The Tetun Minefield

Now that the end of formal Tetun approaches, one can reflect on some of the forthcoming issues.

Firstly, not everyone in Timor Leste speaks Tetun. There are about 33 different languages. Tetun is but one of them. Although it is spoken in a number of areas, there are many local variations and local accents which may make it appear different anyway.

Tetun also comes in a number of forms – Tetun Prasa (also known as Tetun Dili and Tetun Franca), Tetun Terik, Tetun Loos and Tetun Classic. It is for another day to ponder the similarities and differences between them. At this stage, it is fair to assume that although there is a familiar core, there are differences in both vocabulary and grammar.

While Tetun Terik, Tetun Loos and Tetun Classic use pure Tetun words, Tetun Prasa includes a liberal spray of Portuguese and Indonesian. And just to complete the spray, it appears it is up to the speaker to decide just how much of these other 2 languages to include. As a student with little Portuguese or Indonesian knowledge, this can be confusing.

Although it could be said that Tetun is fairly easy to learn, it does suffer from a lack of high quality learning materials and a lack of freely available written material to supplement this. There is only 1 Tetun news source on the internet and we have used this in class as study material. It takes about 5 seconds to realise that the standard of Tetun is not high, with a casual regard to grammar, spelling and amount of Portuguese or Indonesian spray.

As for other texts available for reading, there is the Timor-Leste Constitution, the Universal Declaration of Human Rights and the Bible. Choices, choices … not.

Me thinks that Tetun will not have made it until Herge’s Adventures of TinTin is published in pure Tetun.

Tetun Traps

Now that I am half-way through my Tetun course, I can comment on some of the easy bits & some of the hard bits. We were told that Tetun was easy. Compared to Chinese, this must surely be the case.

For instance, Tetun verbs do not change, no matter what the tense. Think of “is, am, are, was, were, will be, would be” as many of the variations for the word to be. Even better, Tetun does not even have “to be”. But “I am/was/were a drunk” etc. literally becomes “I drunk” (ha’u lanu). And “I drink” becomes “ha’u hemu”. “Hemu” is always “hemu”. Nice one that.

However, Tetun is a bit short on words compared to English. Where you might be able to say something 10,000 ways in English, there may only be 5 ways in Tetun. And sometimes, some concepts are incredibly difficult to translate.

The Tetun word “hein” can mean “to wait”, “to guard/watch over” or “to hope”. As for which one it is at any time, you have to work it out yourself.

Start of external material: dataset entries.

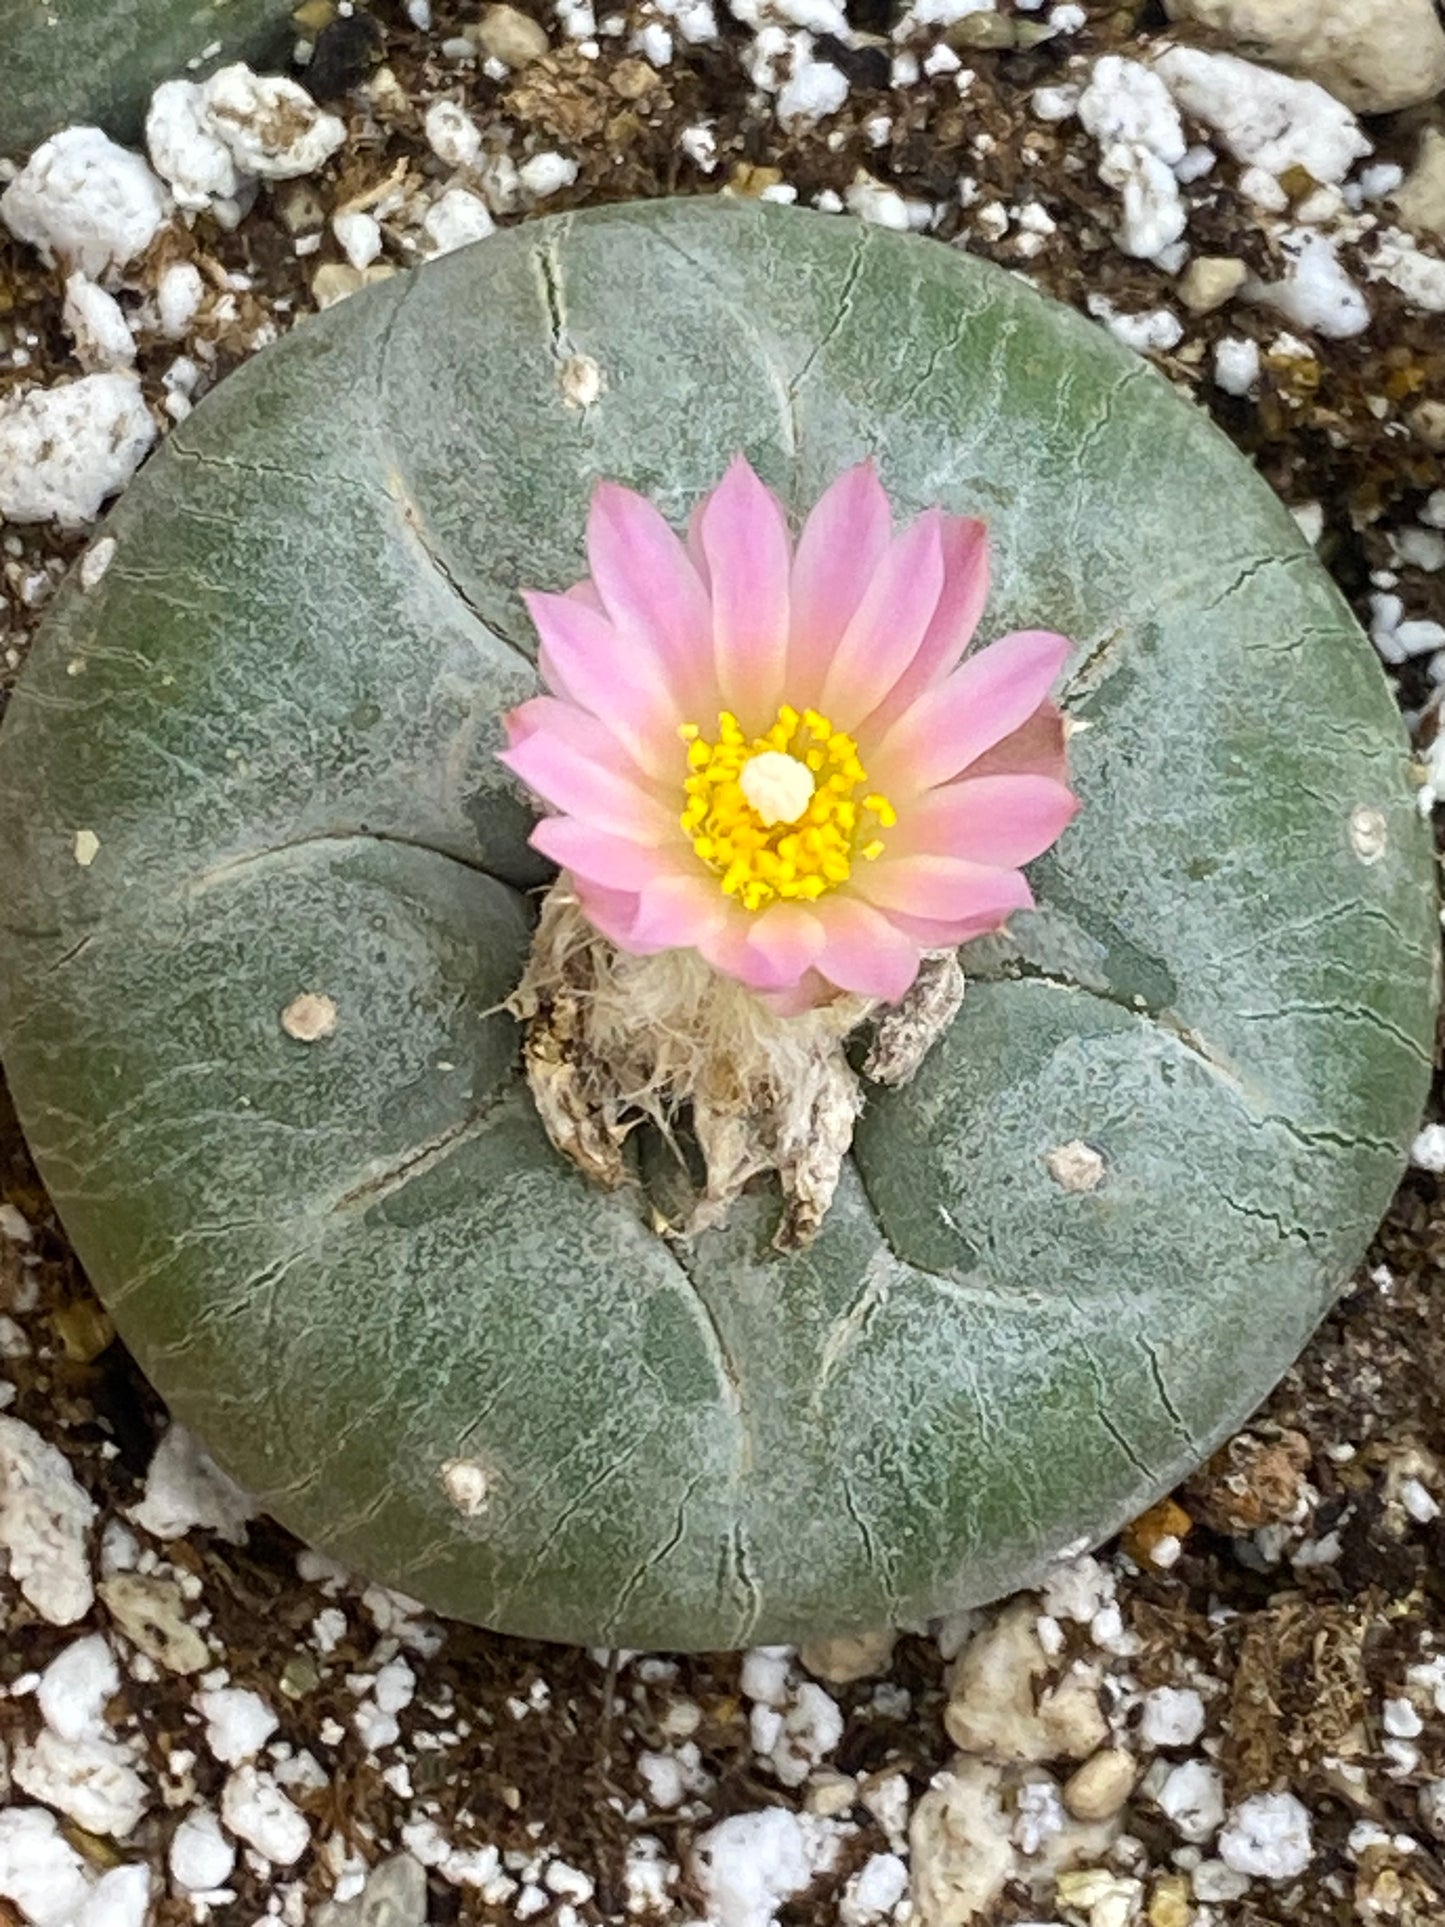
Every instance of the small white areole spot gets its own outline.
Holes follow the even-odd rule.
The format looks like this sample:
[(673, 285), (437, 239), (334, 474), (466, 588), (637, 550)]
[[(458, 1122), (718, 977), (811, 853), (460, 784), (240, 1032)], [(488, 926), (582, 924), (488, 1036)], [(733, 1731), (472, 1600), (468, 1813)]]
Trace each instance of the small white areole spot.
[(1378, 863), (1389, 841), (1389, 827), (1381, 811), (1361, 803), (1350, 812), (1350, 842), (1361, 863)]
[(569, 355), (557, 380), (569, 408), (590, 408), (607, 386), (607, 377), (591, 355)]
[(1065, 1191), (1097, 1191), (1104, 1181), (1104, 1160), (1081, 1137), (1055, 1146), (1044, 1156), (1049, 1176)]
[(281, 1013), (281, 1028), (298, 1044), (316, 1044), (336, 1029), (336, 1005), (314, 990), (293, 997)]
[(94, 863), (96, 852), (99, 848), (100, 838), (94, 830), (77, 830), (75, 832), (75, 860), (82, 870), (88, 870), (91, 864)]
[(486, 1511), (495, 1483), (480, 1459), (445, 1459), (442, 1487), (464, 1519), (479, 1519)]

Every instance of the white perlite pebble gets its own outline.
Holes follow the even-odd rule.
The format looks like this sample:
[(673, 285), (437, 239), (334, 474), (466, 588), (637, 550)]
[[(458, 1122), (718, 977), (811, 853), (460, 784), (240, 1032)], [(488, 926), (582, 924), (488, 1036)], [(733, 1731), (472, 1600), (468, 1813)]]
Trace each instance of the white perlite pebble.
[(1226, 395), (1247, 395), (1259, 380), (1259, 343), (1225, 335), (1214, 344), (1214, 381)]
[(848, 77), (841, 68), (831, 60), (799, 56), (778, 95), (778, 123), (789, 128), (810, 126), (836, 114), (847, 98)]
[(90, 1890), (69, 1927), (146, 1927), (150, 1918), (150, 1868), (139, 1862), (112, 1867)]
[(104, 1732), (105, 1703), (120, 1690), (115, 1657), (100, 1633), (77, 1639), (57, 1653), (35, 1689), (41, 1718), (62, 1740)]
[[(765, 1715), (766, 1718), (760, 1717)], [(843, 1714), (831, 1694), (812, 1680), (794, 1689), (786, 1713), (771, 1706), (753, 1709), (757, 1751), (772, 1764), (784, 1786), (801, 1786), (843, 1737)]]
[(0, 402), (0, 515), (83, 528), (125, 487), (155, 436), (129, 370), (22, 388)]
[(908, 1892), (908, 1868), (896, 1853), (875, 1853), (843, 1889), (838, 1906), (840, 1927), (872, 1927), (891, 1920), (893, 1910)]
[[(1433, 1840), (1445, 1840), (1445, 1780), (1428, 1780), (1416, 1795), (1420, 1821)], [(0, 1815), (0, 1826), (5, 1824)], [(0, 1893), (3, 1893), (0, 1887)]]
[(673, 1807), (681, 1806), (683, 1794), (682, 1767), (672, 1753), (639, 1753), (636, 1760), (637, 1775), (647, 1788), (647, 1795), (654, 1807), (669, 1813)]
[(236, 1849), (209, 1807), (193, 1807), (176, 1828), (167, 1864), (172, 1880), (188, 1893), (225, 1886), (236, 1864)]
[(237, 1767), (221, 1792), (221, 1818), (248, 1847), (289, 1867), (311, 1844), (311, 1828), (269, 1773)]
[(565, 154), (534, 154), (531, 160), (523, 161), (517, 173), (527, 192), (544, 201), (549, 194), (572, 185), (577, 178), (577, 163)]
[(1400, 1485), (1400, 1503), (1417, 1526), (1428, 1526), (1440, 1517), (1440, 1506), (1427, 1485), (1419, 1479), (1405, 1479)]
[(589, 1901), (596, 1891), (590, 1874), (583, 1873), (580, 1867), (572, 1867), (565, 1860), (554, 1860), (542, 1876), (542, 1884), (548, 1893), (563, 1900)]
[(860, 221), (871, 222), (874, 227), (892, 228), (895, 233), (906, 234), (913, 225), (908, 214), (909, 204), (898, 189), (875, 181), (871, 175), (860, 174), (844, 198), (850, 214), (856, 214)]
[(1189, 1884), (1194, 1889), (1194, 1898), (1206, 1906), (1228, 1906), (1249, 1892), (1248, 1874), (1236, 1873), (1222, 1860), (1201, 1860), (1189, 1876)]
[[(8, 512), (3, 441), (0, 414), (0, 513)], [(94, 1603), (86, 1544), (94, 1517), (61, 1453), (22, 1420), (0, 1418), (0, 1547), (10, 1577), (52, 1626), (72, 1625)]]
[(381, 253), (381, 223), (364, 208), (343, 207), (331, 217), (331, 232), (358, 273)]
[(124, 1840), (148, 1804), (128, 1748), (109, 1738), (62, 1740), (49, 1728), (15, 1755), (15, 1783), (84, 1827)]
[(1139, 1737), (1146, 1746), (1193, 1746), (1204, 1731), (1204, 1701), (1192, 1686), (1156, 1686), (1144, 1695)]
[(1135, 354), (1151, 350), (1168, 354), (1184, 339), (1184, 326), (1168, 308), (1148, 308), (1143, 314), (1121, 314), (1107, 295), (1091, 294), (1084, 304), (1095, 321), (1102, 321), (1116, 341)]
[(654, 67), (666, 67), (672, 59), (672, 35), (660, 20), (649, 20), (633, 36), (632, 44)]
[(743, 1655), (739, 1684), (743, 1697), (764, 1706), (784, 1706), (788, 1698), (791, 1646), (754, 1646)]
[(771, 1927), (836, 1854), (826, 1821), (784, 1807), (734, 1814), (693, 1846), (692, 1872), (714, 1927)]
[(167, 80), (156, 88), (146, 114), (146, 149), (177, 207), (199, 211), (241, 191), (236, 157), (217, 133), (197, 81)]
[(1427, 1124), (1410, 1146), (1410, 1162), (1417, 1170), (1445, 1173), (1445, 1124)]
[(1079, 97), (1079, 119), (1099, 143), (1099, 179), (1123, 196), (1118, 242), (1152, 260), (1188, 223), (1174, 168), (1185, 153), (1184, 125), (1169, 90), (1137, 60), (1106, 54)]
[(1371, 152), (1349, 108), (1313, 81), (1198, 47), (1166, 48), (1154, 71), (1184, 112), (1248, 166), (1274, 175), (1303, 167), (1316, 181), (1339, 182)]
[(1173, 167), (1182, 161), (1184, 123), (1169, 89), (1142, 61), (1106, 54), (1079, 96), (1078, 116), (1101, 147), (1145, 147)]
[(1294, 1880), (1314, 1858), (1309, 1813), (1292, 1793), (1256, 1793), (1230, 1814), (1219, 1857), (1236, 1873)]
[(103, 281), (143, 254), (166, 218), (165, 190), (139, 154), (98, 127), (41, 143), (0, 194), (0, 220), (43, 259)]
[(237, 167), (265, 181), (314, 174), (346, 139), (345, 124), (325, 114), (294, 80), (255, 74), (240, 62), (222, 67), (201, 88), (207, 124)]
[(1363, 334), (1370, 325), (1370, 304), (1341, 267), (1329, 236), (1288, 228), (1279, 241), (1288, 264), (1283, 277), (1250, 282), (1248, 298), (1330, 341)]
[(427, 146), (448, 167), (471, 167), (481, 154), (482, 130), (454, 100), (434, 100), (426, 110), (422, 131)]
[(88, 375), (134, 364), (135, 340), (120, 303), (78, 268), (66, 279), (60, 318), (75, 344), (75, 359)]
[(246, 1537), (256, 1502), (229, 1478), (194, 1432), (174, 1421), (155, 1449), (145, 1497), (126, 1517), (157, 1539), (179, 1539), (200, 1526), (232, 1545)]
[(197, 1693), (196, 1710), (206, 1721), (206, 1745), (225, 1766), (255, 1759), (280, 1725), (261, 1695), (248, 1686)]
[(395, 1746), (401, 1737), (401, 1723), (396, 1716), (411, 1704), (416, 1692), (416, 1675), (410, 1666), (404, 1659), (393, 1659), (375, 1678), (353, 1673), (348, 1676), (347, 1684), (354, 1691), (367, 1694), (352, 1715), (351, 1723), (368, 1752), (379, 1753), (384, 1747)]
[(1366, 272), (1398, 288), (1422, 314), (1445, 314), (1445, 261), (1423, 254), (1403, 229), (1385, 229)]
[(43, 1807), (0, 1812), (0, 1897), (32, 1927), (69, 1927), (90, 1893), (85, 1862)]
[(1415, 1740), (1425, 1730), (1425, 1722), (1407, 1699), (1386, 1700), (1380, 1709), (1380, 1722), (1395, 1740)]
[(1124, 208), (1115, 239), (1138, 261), (1157, 261), (1189, 224), (1174, 170), (1147, 148), (1120, 143), (1099, 162), (1099, 179), (1117, 189)]
[(156, 314), (167, 341), (179, 341), (200, 312), (206, 284), (194, 261), (173, 261), (156, 283)]
[(422, 231), (432, 244), (432, 253), (450, 254), (472, 241), (485, 241), (496, 232), (496, 223), (487, 212), (485, 201), (464, 187), (449, 187), (433, 202), (422, 220)]
[(1224, 1821), (1223, 1775), (1205, 1760), (1185, 1760), (1160, 1787), (1158, 1800), (1181, 1839), (1202, 1846)]
[[(1440, 499), (1445, 503), (1445, 494), (1442, 494)], [(1433, 496), (1431, 500), (1434, 500)], [(28, 1245), (34, 1242), (35, 1233), (30, 1229), (29, 1221), (18, 1205), (0, 1204), (0, 1238), (8, 1238), (13, 1245)]]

So maybe “ha’u hein serveja ida” means “I am waiting for a beer”, “I am guarding a beer” or “I am hoping for a beer”.

Now, when you have spent your whole life living in a village without a TV, refrigerator, cold beer, rugby, take-away pizza and have never had a 9 to 5 job because all of your time is taken up growing your own food, rearing your own animals etc., you don’t need a word for weekend. So there isn’t one.

When I attempted to use the word for run or jog (as per the dictionary), I was informed that (until recently) the only word that covers this concept really meant “to flea” (halai) as in run to escape being shot. The teacher said “why else would you need to run”. Good point. Common-sense has prevailed & the quaint habit of running for no reason (a foreigner thing) has also adopted this word.

And if you say you run “to stop getting fat”, the response is “why would you work so hard in the fields in order to provide more food to get fat when you could be relaxing”. Another good point.

So it seems the only people who go running in Timor Leste are those crazy foreigners.